In dozens of other studies, he says, caffeinated people have faster response times than noncaffeinated people when pressing a button after seeing a symbol appear on a computer screen. And at a 2005 meeting of the Radiological Society of North American, Austrian researchers reported results of a brain-imaging study that showed caffeine lighting up the brain's short-term memory center.

Studies that link caffeine with mental skills and quick reflexes, however, may simply prove how addictive the drug is, Rogers says. These experiments usually involve regular caffeine-drinkers who abstain for a day or two before the study. Bleary eyed, participants blindly swallow either a caffeine-laced pill or drink, or a caffeine-free placebo. Those who randomly get their usual daily dose, not surprisingly, do better on the tests.

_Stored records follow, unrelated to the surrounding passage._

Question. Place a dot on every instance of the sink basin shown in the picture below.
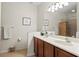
(63, 42)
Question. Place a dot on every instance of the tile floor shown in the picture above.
(19, 53)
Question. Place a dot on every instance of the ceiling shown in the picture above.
(66, 9)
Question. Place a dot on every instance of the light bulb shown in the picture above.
(57, 4)
(66, 4)
(49, 9)
(56, 8)
(52, 6)
(60, 6)
(73, 10)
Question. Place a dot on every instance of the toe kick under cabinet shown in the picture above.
(44, 49)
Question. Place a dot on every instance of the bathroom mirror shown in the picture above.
(62, 17)
(67, 25)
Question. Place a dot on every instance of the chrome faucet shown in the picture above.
(67, 40)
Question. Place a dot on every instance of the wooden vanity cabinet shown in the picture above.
(48, 50)
(62, 53)
(44, 49)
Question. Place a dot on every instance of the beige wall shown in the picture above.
(12, 14)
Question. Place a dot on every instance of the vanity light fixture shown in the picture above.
(55, 6)
(73, 10)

"What we find is that if you take caffeine away from caffeine drinkers, they perform worse than when they get caffeine and they perform worse than people who don't normally get caffeine," Rogers says. "The traditional interpretation ... is that people do better on caffeine and that caffeine does make you more alert."

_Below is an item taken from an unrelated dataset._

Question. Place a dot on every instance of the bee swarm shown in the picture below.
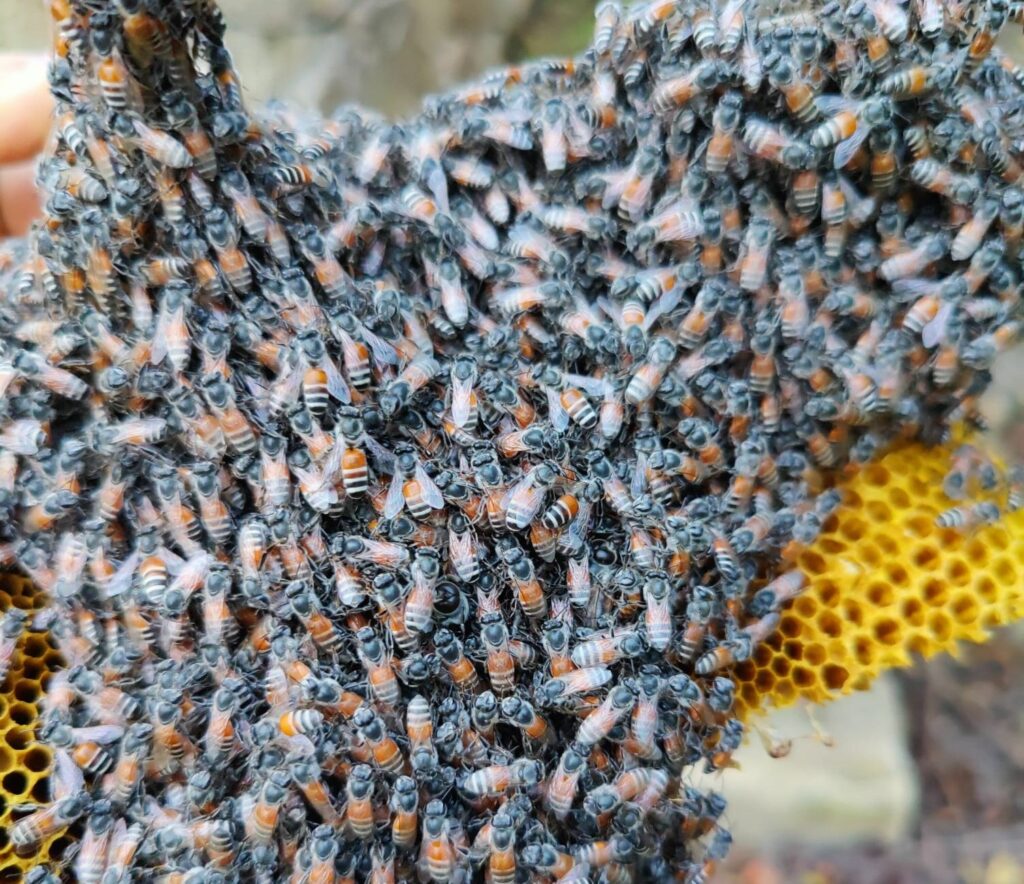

When people who are normally caffeine-free get caffeine, however, some studies show only a much smaller mental boost, while others show no boost at all, says Rogers, who published a review of related studies in the journal Psychopharmacology in 2005. It may be withdrawal that makes people falter, he says, not caffeine that makes them sharper. If they're not already coffee drinkers, taking up the habit won't make help.